Discriminatory penalties at the intersection of race and gender in the United States

Tuesday, August 7, 2018
Washington Center for Equitable Growth

Race and gender disparities in wages are a relentless and troubling feature of U.S. labor markets. Economists have investigated the gender wage gap and racial wage gap for more than half a century, yet most empirical research still considers these two types of wage gaps in relative isolation, treating race and gender wage gaps separately.
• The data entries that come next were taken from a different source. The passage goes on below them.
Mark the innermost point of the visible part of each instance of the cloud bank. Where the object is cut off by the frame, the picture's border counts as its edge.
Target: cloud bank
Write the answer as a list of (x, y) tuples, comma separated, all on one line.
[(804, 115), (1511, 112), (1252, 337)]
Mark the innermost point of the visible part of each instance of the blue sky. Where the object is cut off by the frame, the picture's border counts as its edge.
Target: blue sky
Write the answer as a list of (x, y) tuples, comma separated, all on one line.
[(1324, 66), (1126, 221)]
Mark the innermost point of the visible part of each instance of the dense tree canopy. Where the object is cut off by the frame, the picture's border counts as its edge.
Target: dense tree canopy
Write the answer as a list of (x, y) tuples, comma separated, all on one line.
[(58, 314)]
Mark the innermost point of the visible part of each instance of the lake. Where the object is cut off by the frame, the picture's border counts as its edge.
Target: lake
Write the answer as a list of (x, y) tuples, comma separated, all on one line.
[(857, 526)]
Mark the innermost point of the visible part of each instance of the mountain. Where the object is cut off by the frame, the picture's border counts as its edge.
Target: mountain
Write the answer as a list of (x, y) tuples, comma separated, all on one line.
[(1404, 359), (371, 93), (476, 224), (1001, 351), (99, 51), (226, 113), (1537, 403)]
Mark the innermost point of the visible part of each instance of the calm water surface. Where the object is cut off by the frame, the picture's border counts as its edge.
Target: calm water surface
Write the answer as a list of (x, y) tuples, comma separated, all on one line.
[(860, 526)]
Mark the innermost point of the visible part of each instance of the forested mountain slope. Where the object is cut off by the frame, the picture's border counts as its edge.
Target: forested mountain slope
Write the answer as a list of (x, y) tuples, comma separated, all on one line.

Examining these two wage gaps through the lens of intersectional theory, however, enables researchers to understand how workers with multiple socially salient identities such as race and gender are affected in ways that are qualitatively different from the mere sum of the effects of each identity taken separately on outcomes in U.S. labor markets.1

Intriguingly, the intersectionality of race and gender and the comparative advantage or disadvantage for individuals holding multiple identities are topics that are increasingly more common in the press.2 A recent article in the Washington Post on the gender pay gap observed that “women of color get hit twice: they suffer the effects of the gender wage gap plus those of the racial wage gap.” Others emphasize how focusing on one socially salient identity such as gender alone overlooks the importance of holding multiple identities. In The Atlantic, for example, Adia Harvey Wingfield challenges the “now famous” statistic that women make 79 cents on the dollar vis-á-vis men, arguing that “it obscures even wider gaps faced by women of color.” And a recent op-ed in the New York Times acknowledges that penalties or privileges associated with certain identities depend on the bundle of identities that the individual holds, noting that “the racial pay gap is narrower among women” in comparison to men.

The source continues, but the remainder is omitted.